While LBL understands the need for tidiness in space just as much as the next person (You certainly wouldn’t want to have a Space Party with a lot of stuff flying around, smacking people on the head), she’s a bit concerned that certain items of personal interest might be floating out there, along with all the space debris. These would be primarily all of her lost items that somehow found their way out into space.
LBL had already read another article in Newsweek, telling her that “a group of scientists expects to be able to make objects disappear into thin air within the century.” They do this with the use of “invisibility goggles.” LBL could have saved these guys a lot of money and taught them how to make things disappear for real.
If something can be created, LBL can lose it. In fact, LBL can lose it so efficiently that sometimes, when she writes down something like an important phone number for example, she already imagines it lost. LBL placed a pair of earrings on the top of a dresser once. They were the only items on the dresser. The next morning, one of the earrings was gone. LBL sat at the dining room table one day, and she felt an earring slip out of her ear. It vaporized. If there is a poltergeist following her around, it is clearly one who has only one ear.
The list goes on and on: earrings, rings, bracelets, cell phones, wallets, keys, clothing, books, a Daytimer, several months of her life (from losing the Daytimer), really important tax documentation, large checks (small ones never get lost,) photos, credit cards, store receipts, a car (it was found), computer data, her virginity (OK, she’ll let that one go), glasses, contact lenses, her oldest child (he came back), a marriage (It didn’t), several body parts, weight (It came back), collagen (It didn’t), her eyebrows and pubic hair, money, the ability to remember a joke, the thread of numerous conversations, things flying off the roof of her car (including a cat.)
Nothing was ever found (except the car and the kid and the weight and the cat).
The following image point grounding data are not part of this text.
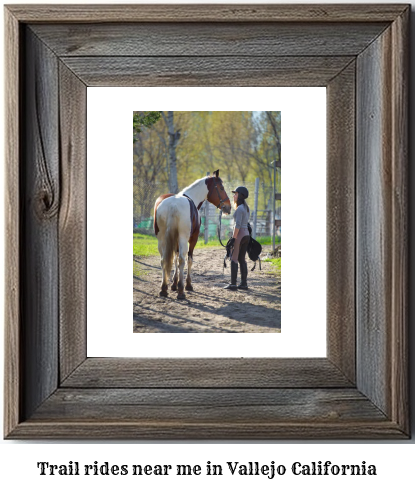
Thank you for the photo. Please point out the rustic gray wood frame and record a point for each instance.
(359, 391)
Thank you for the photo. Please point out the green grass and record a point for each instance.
(144, 245)
(276, 263)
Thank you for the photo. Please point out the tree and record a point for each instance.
(174, 137)
(144, 119)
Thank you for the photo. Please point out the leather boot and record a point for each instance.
(234, 275)
(244, 276)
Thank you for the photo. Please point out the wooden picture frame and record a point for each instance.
(359, 391)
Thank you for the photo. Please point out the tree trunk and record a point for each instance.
(174, 137)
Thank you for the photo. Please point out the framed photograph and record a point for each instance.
(53, 387)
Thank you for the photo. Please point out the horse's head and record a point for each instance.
(216, 193)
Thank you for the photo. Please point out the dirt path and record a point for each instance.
(208, 308)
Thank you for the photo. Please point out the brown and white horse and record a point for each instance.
(177, 224)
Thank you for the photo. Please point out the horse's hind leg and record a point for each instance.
(176, 272)
(163, 289)
(182, 260)
(192, 243)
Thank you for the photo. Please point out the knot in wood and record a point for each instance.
(46, 206)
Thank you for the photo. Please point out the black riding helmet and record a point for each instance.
(242, 191)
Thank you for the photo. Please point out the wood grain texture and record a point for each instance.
(207, 71)
(400, 232)
(206, 13)
(52, 391)
(233, 406)
(40, 205)
(373, 221)
(13, 383)
(341, 237)
(72, 222)
(382, 223)
(206, 373)
(198, 39)
(208, 431)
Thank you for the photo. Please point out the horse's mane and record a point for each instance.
(195, 183)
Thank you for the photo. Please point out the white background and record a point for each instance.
(109, 182)
(394, 460)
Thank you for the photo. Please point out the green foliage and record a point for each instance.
(144, 119)
(276, 263)
(267, 240)
(144, 245)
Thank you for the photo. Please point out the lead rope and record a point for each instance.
(219, 231)
(220, 227)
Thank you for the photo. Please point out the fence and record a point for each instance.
(145, 194)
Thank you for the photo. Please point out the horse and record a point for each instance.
(177, 225)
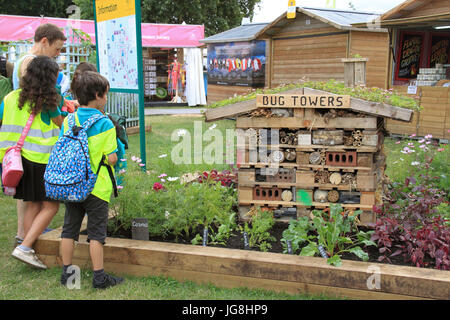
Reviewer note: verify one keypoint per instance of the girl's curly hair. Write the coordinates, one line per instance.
(39, 85)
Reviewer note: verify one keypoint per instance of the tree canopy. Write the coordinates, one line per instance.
(216, 15)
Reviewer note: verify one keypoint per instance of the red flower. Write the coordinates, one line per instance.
(158, 186)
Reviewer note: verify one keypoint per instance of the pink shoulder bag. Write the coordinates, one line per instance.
(12, 162)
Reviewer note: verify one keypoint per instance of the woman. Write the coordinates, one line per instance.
(37, 95)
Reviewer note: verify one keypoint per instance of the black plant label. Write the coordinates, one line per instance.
(205, 236)
(246, 245)
(289, 244)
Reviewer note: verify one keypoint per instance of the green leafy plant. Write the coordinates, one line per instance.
(297, 234)
(335, 235)
(333, 231)
(176, 209)
(258, 230)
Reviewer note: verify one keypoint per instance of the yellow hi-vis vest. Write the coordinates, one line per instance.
(40, 139)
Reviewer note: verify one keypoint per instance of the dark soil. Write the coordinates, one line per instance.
(236, 241)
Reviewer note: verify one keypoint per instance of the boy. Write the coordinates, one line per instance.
(91, 91)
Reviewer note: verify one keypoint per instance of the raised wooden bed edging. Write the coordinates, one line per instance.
(240, 268)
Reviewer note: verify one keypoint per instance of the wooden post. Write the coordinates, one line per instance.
(354, 71)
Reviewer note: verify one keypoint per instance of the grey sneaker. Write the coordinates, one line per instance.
(29, 257)
(17, 241)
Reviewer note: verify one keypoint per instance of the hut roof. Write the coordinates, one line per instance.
(341, 19)
(246, 32)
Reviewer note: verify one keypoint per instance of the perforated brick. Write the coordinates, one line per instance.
(282, 175)
(267, 194)
(341, 159)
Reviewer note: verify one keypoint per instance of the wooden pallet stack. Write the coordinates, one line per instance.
(300, 152)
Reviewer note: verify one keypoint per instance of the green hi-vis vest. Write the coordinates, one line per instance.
(40, 139)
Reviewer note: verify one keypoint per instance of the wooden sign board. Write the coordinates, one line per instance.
(139, 229)
(302, 101)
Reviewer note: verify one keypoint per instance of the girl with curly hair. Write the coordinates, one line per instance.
(37, 95)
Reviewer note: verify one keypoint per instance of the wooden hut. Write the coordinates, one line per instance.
(419, 62)
(307, 149)
(311, 46)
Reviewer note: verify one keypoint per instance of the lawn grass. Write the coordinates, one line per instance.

That rule of science “Matter can neither be created nor destroyed” means that these still-missing items have to be somewhere, right? So LBL says there’s a pretty good chance the lost items are orbiting the earth, along with old satellites, rocket stages, and freeze-dried food packaging that were most likely tossed out the window. LBL just wants a chance to see if anything out there belongs to her, before they zap everything and make it even more difficult for her to find.
Although it would be swell to find all of her lost items, the Daytimer would have to be Number 1 on the list. When LBL lost that, she lost everything she was supposed to do for the rest of the year. She’s always wondered what March-December 1999 would have been like, had she been able to actually experience it. She bets it would have been great. She needs to get those months back from space.